La veille stratégique, définie comme un «processus systématique, continu, éthique et légal de collecte, d’analyse, de traitement et de diffusion de l’information […] visant à aider les gestionnaires, la haute direction ou l’organisation dans son ensemble à prendre de meilleures décisions et à alimenter la réflexion stratégique», est peu utilisée dans le milieu de la santé, a constaté la doctorante au début de sa recherche. Elle a décidé, de concert avec sa directrice, Dominique Maurel, et sa codirectrice, Christine Dufour, professeures agrégées à l’École de bibliothéconomie et des sciences de l’information, de creuser cette question dans le cadre d’une étude de cas.

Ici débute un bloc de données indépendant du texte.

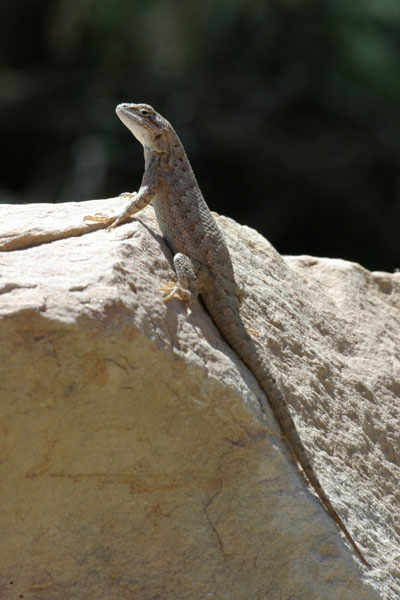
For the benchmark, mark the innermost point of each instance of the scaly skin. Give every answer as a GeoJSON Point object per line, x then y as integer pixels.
{"type": "Point", "coordinates": [202, 261]}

Après avoir réalisé une revue exhaustive de la littérature sur le sujet, Mme Drevon a mené des entretiens semi-dirigés auprès de 16 cadres intermédiaires et supérieurs d’organisations publiques de santé et de 5 veilleurs. Elle en a conclu que, pour optimiser les bienfaits de la veille stratégique en santé, les veilleurs doivent être le plus possible intégrés aux équipes de gestion. En outre, les besoins des gestionnaires doivent être bien ciblés. «Plus la veille est centrée sur les besoins des gestionnaires, plus elle est utilisée et donc plus elle est stratégique. Par conséquent, ce qui fait d’une veille une veille stratégique est notamment sa capacité à être centrée sur les besoins informationnels des gestionnaires», écrit-elle dans un résumé de son projet doctoral.

À quoi sert la veille?

Elsa Drevon

Quand on demande aux gestionnaires ce qu'ils apprécient de la contribution des veilleurs, ils répondent que ceux-ci les aident à «s’inspirer des meilleures pratiques et légitimer des décisions, alimenter la réflexion, mieux comprendre les environnements externe et interne, réduire l’incertitude, se comparer aux autres organisations publiques de santé, préserver la réputation et mettre à jour leurs connaissances».

Une veille n’est pas automatiquement «stratégique». C’est l’usage qu’en fait le gestionnaire qui lui donne cette dimension. «Concrètement, un produit de veille stratégique devrait répondre à un besoin informationnel stratégique dans un format dynamique, attrayant et concis», précise Mme Drevon.

À noter, les veilleurs ne se limitent pas au monde québécois de la santé pour explorer les meilleures pratiques. Ils vont se documenter à l’extérieur de la province et du pays, et même dans des secteurs qui n’ont à priori rien en commun avec le milieu de la santé. «Les initiatives qu’on y voit peuvent servir de modèles à des gestionnaires du secteur public de la santé», dit Elsa Drevon.

Devenir veilleur

Les veilleurs stratégiques, qui sont très souvent des bibliothécaires, ont acquis une expertise par des formations au sein de la Communauté de pratique de veille en santé et services sociaux du Québec ou en étudiant la veille stratégique dans un cours à option au deuxième cycle, un cours que la doctorante a donné pendant plusieurs années. «Il existe différentes formes de veille. La veille scientifique porte sur les avancées de la recherche; la veille médiatique et la veille de réputation consistent à suivre les débats relatifs à une organisation dans les médias traditionnels ou sur les réseaux sociaux afin de connaître ce qui se dit sur cette organisation dans la société», indique Mme Drevon, qui vient d’obtenir un poste de conseillère aux affaires éducatives à la Fédération des cégeps. Son principal mandat est d’animer le Regroupement des bibliothèques collégiales du Québec.

Il n’y aurait guère plus de 25 bibliothécaires spécialisés en veille stratégique de santé au Québec actuellement. Mais on pourrait en compter beaucoup plus.